Posted by: susankayjones | November 1, 2009

sabbath and simple joys

it’s been so unbelievably refreshing to have an actual sabbath for two saturdays in a row. sometimes life in america is a little too stressful and busy for me. sure, some of that is my own sinful nature of perfectionism and inability to let go, but also, it’s kind of bred here.

despite our culture, however, the Lord has called us to observe sabbath. to truly rest in the Lord. to sit. to process how He continues to refine and sanctify me. to soak in His nature. to enjoy fellowship. to just be.

in those moments of stillness, i am reminded of so much Truth that i have chosen to overlook throughout my busy week. in silence before the Lord, i can hear…but more importantly, i can listen.

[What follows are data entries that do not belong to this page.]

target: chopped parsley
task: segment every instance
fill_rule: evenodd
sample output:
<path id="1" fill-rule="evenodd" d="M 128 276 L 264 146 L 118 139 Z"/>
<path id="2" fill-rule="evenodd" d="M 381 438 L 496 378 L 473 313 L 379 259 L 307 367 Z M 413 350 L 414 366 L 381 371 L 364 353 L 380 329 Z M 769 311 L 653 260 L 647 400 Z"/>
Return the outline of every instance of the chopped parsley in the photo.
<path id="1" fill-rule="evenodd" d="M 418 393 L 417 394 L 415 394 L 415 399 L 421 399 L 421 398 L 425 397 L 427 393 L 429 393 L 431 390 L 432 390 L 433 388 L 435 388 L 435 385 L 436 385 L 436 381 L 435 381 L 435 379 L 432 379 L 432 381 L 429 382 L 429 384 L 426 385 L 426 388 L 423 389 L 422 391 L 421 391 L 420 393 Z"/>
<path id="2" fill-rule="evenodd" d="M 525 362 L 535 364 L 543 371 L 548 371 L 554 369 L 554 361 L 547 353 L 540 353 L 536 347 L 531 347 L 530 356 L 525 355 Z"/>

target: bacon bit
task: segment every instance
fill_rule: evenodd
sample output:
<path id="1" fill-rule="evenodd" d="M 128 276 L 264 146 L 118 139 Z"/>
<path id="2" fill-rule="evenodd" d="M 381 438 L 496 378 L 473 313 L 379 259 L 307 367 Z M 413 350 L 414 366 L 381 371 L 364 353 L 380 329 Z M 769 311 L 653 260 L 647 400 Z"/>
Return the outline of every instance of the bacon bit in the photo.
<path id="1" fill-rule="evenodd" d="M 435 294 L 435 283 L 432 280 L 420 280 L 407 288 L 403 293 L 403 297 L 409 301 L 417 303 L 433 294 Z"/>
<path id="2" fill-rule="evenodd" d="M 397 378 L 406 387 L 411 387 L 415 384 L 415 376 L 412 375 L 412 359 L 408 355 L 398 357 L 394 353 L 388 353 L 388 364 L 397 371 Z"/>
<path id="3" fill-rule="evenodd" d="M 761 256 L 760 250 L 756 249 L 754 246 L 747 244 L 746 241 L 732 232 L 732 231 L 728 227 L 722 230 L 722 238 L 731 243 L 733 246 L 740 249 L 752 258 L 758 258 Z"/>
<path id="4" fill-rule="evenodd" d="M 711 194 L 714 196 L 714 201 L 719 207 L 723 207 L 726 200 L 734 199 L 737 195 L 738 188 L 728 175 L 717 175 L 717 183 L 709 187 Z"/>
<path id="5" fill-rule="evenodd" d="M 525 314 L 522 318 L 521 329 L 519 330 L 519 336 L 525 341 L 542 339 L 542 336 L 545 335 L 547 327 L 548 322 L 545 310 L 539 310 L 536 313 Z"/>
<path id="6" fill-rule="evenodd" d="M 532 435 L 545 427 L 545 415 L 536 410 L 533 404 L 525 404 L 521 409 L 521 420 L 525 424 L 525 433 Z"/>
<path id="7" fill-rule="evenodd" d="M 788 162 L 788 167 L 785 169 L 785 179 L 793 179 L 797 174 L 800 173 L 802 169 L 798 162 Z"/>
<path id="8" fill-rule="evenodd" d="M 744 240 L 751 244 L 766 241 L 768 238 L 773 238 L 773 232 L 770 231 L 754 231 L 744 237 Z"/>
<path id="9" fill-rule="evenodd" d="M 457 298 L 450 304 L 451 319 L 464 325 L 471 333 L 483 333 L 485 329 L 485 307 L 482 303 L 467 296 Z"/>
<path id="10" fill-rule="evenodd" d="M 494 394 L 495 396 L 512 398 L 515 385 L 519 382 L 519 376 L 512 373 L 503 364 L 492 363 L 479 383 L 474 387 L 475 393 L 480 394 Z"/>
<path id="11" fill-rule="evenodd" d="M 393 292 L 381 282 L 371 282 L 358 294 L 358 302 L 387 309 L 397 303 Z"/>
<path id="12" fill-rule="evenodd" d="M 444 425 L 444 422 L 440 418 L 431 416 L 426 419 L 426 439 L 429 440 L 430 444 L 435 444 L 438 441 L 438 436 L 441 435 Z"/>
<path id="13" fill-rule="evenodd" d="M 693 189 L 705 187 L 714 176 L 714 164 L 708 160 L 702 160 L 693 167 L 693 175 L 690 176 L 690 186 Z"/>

it’s also in these moments that the Lord allows joy in my heart from simple things. maybe it’s a beautiful butterfly (ash :) ), or an uplifting conversation, or perhaps a glorious walk outside. or maybe, just maybe, it’s finding my way to an empty park with swings that beg me to take a ride.

i just couldn’t resist. swings just make me happy.

swinging

in the coming weeks/months, life will undoubtedly get crazy. with the start of my ministry team raising process and beginning the additional training to go overseas, it will be harder to “sabbath.” but, if i  have learned nothing else these two weeks, i have learned that it’s not going to be optional.

and, if anyone just really wants to donate a swing set to the elsby house, i wouldn’t hate that. just sayin.